Developer Shaftesbury has been given the green light to transform 2 acres (0.8ha) of derelict buildings close to London’s Leicester Square with a retail and restaurant scheme.
Shaftesbury – the company behind the regeneration of London’s Carnaby Street and Seven Dials – has dubbed the scheme Longmartin. It is situated between Long Acre, Upper St Martin’s Lane and Mercer Street and will have a phased opening, with completion set for the end of 2009.
The scheme will create about 85,000 sq ft (7,895 sq m) of retail space split into 30 shops set around a piazza. Longmartin will also comprise restaurants, residential apartments and offices.
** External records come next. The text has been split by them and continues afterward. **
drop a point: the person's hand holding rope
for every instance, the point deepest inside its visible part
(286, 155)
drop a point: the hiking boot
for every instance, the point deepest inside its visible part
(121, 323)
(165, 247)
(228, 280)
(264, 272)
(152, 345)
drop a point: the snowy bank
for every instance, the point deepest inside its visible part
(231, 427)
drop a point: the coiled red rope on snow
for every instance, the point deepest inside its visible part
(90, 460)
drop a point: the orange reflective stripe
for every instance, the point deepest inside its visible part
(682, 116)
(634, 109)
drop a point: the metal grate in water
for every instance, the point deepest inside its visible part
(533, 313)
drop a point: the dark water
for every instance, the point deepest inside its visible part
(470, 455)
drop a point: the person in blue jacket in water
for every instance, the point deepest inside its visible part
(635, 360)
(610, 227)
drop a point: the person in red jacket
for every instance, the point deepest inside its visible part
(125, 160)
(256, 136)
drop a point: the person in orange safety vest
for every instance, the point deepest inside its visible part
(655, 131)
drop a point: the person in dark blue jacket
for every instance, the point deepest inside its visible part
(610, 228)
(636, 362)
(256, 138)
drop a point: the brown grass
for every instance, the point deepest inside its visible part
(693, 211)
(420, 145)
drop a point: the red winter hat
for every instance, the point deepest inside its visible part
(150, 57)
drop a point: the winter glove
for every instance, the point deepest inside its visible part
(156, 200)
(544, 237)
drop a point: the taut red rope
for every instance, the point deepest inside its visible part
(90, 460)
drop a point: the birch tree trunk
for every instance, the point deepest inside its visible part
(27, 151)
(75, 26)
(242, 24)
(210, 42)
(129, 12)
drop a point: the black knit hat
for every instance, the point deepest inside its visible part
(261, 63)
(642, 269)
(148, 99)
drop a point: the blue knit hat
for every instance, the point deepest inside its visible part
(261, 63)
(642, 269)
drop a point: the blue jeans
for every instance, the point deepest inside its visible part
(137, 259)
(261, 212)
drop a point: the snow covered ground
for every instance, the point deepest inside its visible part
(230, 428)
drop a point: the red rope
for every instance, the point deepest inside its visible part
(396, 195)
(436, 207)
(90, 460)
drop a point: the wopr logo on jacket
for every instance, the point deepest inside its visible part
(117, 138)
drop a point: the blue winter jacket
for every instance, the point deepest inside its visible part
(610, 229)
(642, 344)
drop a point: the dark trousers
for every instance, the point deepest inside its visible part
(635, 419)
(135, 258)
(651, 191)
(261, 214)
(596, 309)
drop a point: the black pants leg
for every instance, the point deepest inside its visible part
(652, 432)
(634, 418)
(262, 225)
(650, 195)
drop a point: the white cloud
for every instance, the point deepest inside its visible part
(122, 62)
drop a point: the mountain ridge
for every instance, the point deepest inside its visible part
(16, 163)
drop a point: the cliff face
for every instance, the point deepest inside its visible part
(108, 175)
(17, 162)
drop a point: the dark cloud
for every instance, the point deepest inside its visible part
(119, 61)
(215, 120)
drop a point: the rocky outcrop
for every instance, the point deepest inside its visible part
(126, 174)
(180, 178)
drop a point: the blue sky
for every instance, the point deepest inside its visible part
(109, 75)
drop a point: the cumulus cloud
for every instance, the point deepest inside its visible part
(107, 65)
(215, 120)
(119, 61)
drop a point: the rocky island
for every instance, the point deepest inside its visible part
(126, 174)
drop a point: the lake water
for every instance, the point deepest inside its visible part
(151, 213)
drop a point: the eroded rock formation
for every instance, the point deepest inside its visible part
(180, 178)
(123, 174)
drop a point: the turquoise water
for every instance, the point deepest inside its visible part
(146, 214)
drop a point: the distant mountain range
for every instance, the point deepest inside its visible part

New public thoroughfares will be created, linking the courtyard with other retail destinations.
“We won’t be bringing in the standard high street retailers, because the area is well-serviced with mainstream retailers already,” said Shaftesbury director Simon Quayle.
“We want the scheme to have a very strong character. It is unlikely to be the same as either Carnaby Street or Seven Dials, but will still have a unique quality and become a destination in its own right.”
The retail offer is likely to focus on womenswear, accessories and health and beauty formats, such as walk-in spa centres. Quayle added: “We haven’t finalised what we want in terms of retail, but we believe there is a gap in the market for the pampering type of retail and beauty treatments.”
Quayle said that Longmartin will add something different to Covent Garden. “CapCo is redeveloping the piazza and bringing Londoners back to the area. We want to offer something complementary,” he said.
“Covent Garden is under-serviced in terms of restaurants, so we need to add those too, to make sure shoppers can stay and relax and enjoy the surroundings.”
Construction starts this year and the site incorporates an NCP car park and two derelict buildings. The land is valued at£150 million and is owned by a joint venture between Shaftesbury and The Mercers’ Company.
Shaftesbury took a long-term outlook on Carnaby Street, nursing it back to health after it had floundered for many years. Instead of signing high street retailers, it took lower rents to pull in independent or edgy retailers to create a high-fashion trendsetting destination.